Former Utah governor Jon Huntsman Jr., the biggest disappointment of the campaign so far, was asked by a member of the audience in Monday night’s CNN-Tea Party Express debate how he would “secure safety and protection for the women and the children of Afghanistan from the radicals.” Mr. Huntsman replied, “We don’t need 100,000 troops in Afghanistan nation-building at a time when this nation needs to be built.” In other words: Sorry, women and children of Afghanistan; you’re on your own in a Huntsman administration.

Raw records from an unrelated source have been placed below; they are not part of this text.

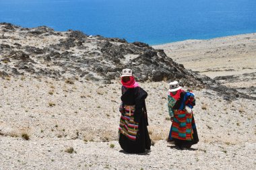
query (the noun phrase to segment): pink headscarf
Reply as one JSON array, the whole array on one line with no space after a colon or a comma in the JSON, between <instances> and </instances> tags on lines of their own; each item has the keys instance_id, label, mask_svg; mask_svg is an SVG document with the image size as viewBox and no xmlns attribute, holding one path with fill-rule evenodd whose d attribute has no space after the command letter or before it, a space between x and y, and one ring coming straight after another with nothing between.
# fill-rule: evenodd
<instances>
[{"instance_id":1,"label":"pink headscarf","mask_svg":"<svg viewBox=\"0 0 256 170\"><path fill-rule=\"evenodd\" d=\"M139 84L135 81L133 76L130 76L130 80L127 82L123 82L123 79L121 81L122 85L127 88L135 88L136 87L139 87Z\"/></svg>"},{"instance_id":2,"label":"pink headscarf","mask_svg":"<svg viewBox=\"0 0 256 170\"><path fill-rule=\"evenodd\" d=\"M174 99L176 99L177 101L179 100L181 97L181 93L183 92L183 89L179 89L177 91L177 92L176 93L176 94L172 94L172 92L170 92L170 95L174 98Z\"/></svg>"}]
</instances>

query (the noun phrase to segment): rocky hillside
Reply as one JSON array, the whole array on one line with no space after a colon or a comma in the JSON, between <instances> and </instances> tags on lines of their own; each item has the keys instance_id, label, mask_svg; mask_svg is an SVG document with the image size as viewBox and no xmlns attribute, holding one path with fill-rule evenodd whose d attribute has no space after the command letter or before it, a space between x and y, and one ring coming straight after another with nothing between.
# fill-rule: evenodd
<instances>
[{"instance_id":1,"label":"rocky hillside","mask_svg":"<svg viewBox=\"0 0 256 170\"><path fill-rule=\"evenodd\" d=\"M24 28L0 24L2 75L31 75L57 79L102 81L110 83L131 68L140 81L179 79L183 85L203 83L166 56L141 42L88 36L79 31L55 32L41 26Z\"/></svg>"},{"instance_id":2,"label":"rocky hillside","mask_svg":"<svg viewBox=\"0 0 256 170\"><path fill-rule=\"evenodd\" d=\"M185 69L163 50L145 43L88 36L79 31L55 32L46 26L24 28L0 24L0 77L28 75L111 83L124 68L132 69L141 82L178 80L183 86L220 92L226 99L253 98Z\"/></svg>"}]
</instances>

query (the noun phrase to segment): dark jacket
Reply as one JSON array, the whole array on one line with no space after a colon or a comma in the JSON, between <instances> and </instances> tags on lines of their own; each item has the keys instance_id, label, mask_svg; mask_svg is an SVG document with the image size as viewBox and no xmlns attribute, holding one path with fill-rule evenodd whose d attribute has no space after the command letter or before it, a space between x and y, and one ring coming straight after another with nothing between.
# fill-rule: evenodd
<instances>
[{"instance_id":1,"label":"dark jacket","mask_svg":"<svg viewBox=\"0 0 256 170\"><path fill-rule=\"evenodd\" d=\"M146 125L148 125L147 109L146 108L145 99L148 97L148 93L141 87L126 88L122 87L122 96L121 99L123 105L135 105L134 121L139 122L141 118L145 118Z\"/></svg>"}]
</instances>

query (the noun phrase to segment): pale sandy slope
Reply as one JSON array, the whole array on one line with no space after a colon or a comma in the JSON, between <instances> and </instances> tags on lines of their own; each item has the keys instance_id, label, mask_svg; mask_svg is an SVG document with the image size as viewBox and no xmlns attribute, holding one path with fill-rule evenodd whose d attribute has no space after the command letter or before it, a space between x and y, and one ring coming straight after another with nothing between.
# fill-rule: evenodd
<instances>
[{"instance_id":1,"label":"pale sandy slope","mask_svg":"<svg viewBox=\"0 0 256 170\"><path fill-rule=\"evenodd\" d=\"M256 85L253 77L256 73L256 33L206 40L191 40L153 47L164 49L167 56L184 65L186 69L211 78L250 73L245 75L249 79L243 79L242 83L238 81L236 83L238 84L231 84L231 87Z\"/></svg>"},{"instance_id":2,"label":"pale sandy slope","mask_svg":"<svg viewBox=\"0 0 256 170\"><path fill-rule=\"evenodd\" d=\"M226 101L214 91L195 91L200 142L181 151L165 141L170 126L168 83L140 83L149 93L149 129L156 143L146 155L128 155L117 141L120 83L74 83L1 80L0 169L254 169L256 165L253 101ZM30 139L22 139L22 133ZM69 147L75 153L65 152Z\"/></svg>"}]
</instances>

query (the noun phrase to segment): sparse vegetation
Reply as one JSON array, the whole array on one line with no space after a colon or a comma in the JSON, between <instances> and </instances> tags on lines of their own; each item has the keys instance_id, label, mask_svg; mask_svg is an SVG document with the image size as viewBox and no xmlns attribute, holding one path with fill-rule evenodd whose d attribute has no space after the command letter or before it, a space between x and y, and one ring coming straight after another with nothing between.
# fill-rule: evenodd
<instances>
[{"instance_id":1,"label":"sparse vegetation","mask_svg":"<svg viewBox=\"0 0 256 170\"><path fill-rule=\"evenodd\" d=\"M28 140L30 139L30 136L27 133L22 133L22 138L26 140Z\"/></svg>"},{"instance_id":2,"label":"sparse vegetation","mask_svg":"<svg viewBox=\"0 0 256 170\"><path fill-rule=\"evenodd\" d=\"M73 153L74 151L75 151L73 147L69 147L69 148L66 148L66 150L65 150L65 152L68 153Z\"/></svg>"},{"instance_id":3,"label":"sparse vegetation","mask_svg":"<svg viewBox=\"0 0 256 170\"><path fill-rule=\"evenodd\" d=\"M53 107L53 106L56 105L55 103L53 103L53 102L49 102L49 105L50 107Z\"/></svg>"},{"instance_id":4,"label":"sparse vegetation","mask_svg":"<svg viewBox=\"0 0 256 170\"><path fill-rule=\"evenodd\" d=\"M65 83L69 85L73 85L75 84L74 81L70 79L67 79L65 81Z\"/></svg>"},{"instance_id":5,"label":"sparse vegetation","mask_svg":"<svg viewBox=\"0 0 256 170\"><path fill-rule=\"evenodd\" d=\"M243 113L243 112L245 112L245 110L243 108L240 108L238 109L238 112L239 112L239 113Z\"/></svg>"},{"instance_id":6,"label":"sparse vegetation","mask_svg":"<svg viewBox=\"0 0 256 170\"><path fill-rule=\"evenodd\" d=\"M202 110L206 110L206 109L207 109L207 105L205 105L205 104L203 104L203 105L202 105L202 107L201 107L201 109L202 109Z\"/></svg>"}]
</instances>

That had the value, at least, of clarity. But Mr. Huntsman, faced with a questioner who described herself as originally from Afghanistan, couldn’t even stomach his own position. “I like those days when Ronald Reagan . . .would ensure that the light of this country would shine brightly for liberty, democracy, human rights and free markets. We’re not shining like we used to shine. We need to shine again,” Mr. Huntsman babbled. “And I’m here to tell you, Sahar, when we start shining again, it’s going to help the women of Afghanistan, along with any other NGO work that can be done there and the collaborative efforts of great volunteer efforts here in the United States.” Great volunteer efforts! No doubt that will be a comfort to the reimprisoned women of Afghanistan if the Taliban returns.
Mr. Perry followed with these meandering thoughts: “Well, I agree with Governor Huntsman when we talk about, it’s time to bring our young men and women home and as soon and obviously as safely as we can. But it’s also really important for us to continue to have a presence there. And I think the entire conversation about, how do we deliver our aid to those countries, and is it best spent with 100,000 military who have the target on their back in Afghanistan, I don’t think so at this particular point in time.”
If 100,000 troops are the wrong “presence,” what’s the right presence? Does Mr. Perry believe the United States has an interest in keeping the Taliban from retaking control of Afghanistan and al-Qaeda from reestablishing bases there? If so, why does he doubt the generals’ advice that 100,000 U.S. troops are, if anything, too few, not too many? What would the right number be?
Polls may show that voters care overwhelmingly about jobs and that there is no political benefit to talking about war. But no one applying for the job of commander in chief should get by with this kind of simplistic posturing. The United States is at war. Every candidate owes voters a view on why it is not worth fighting, if it is not; or on how it can be won, if it is.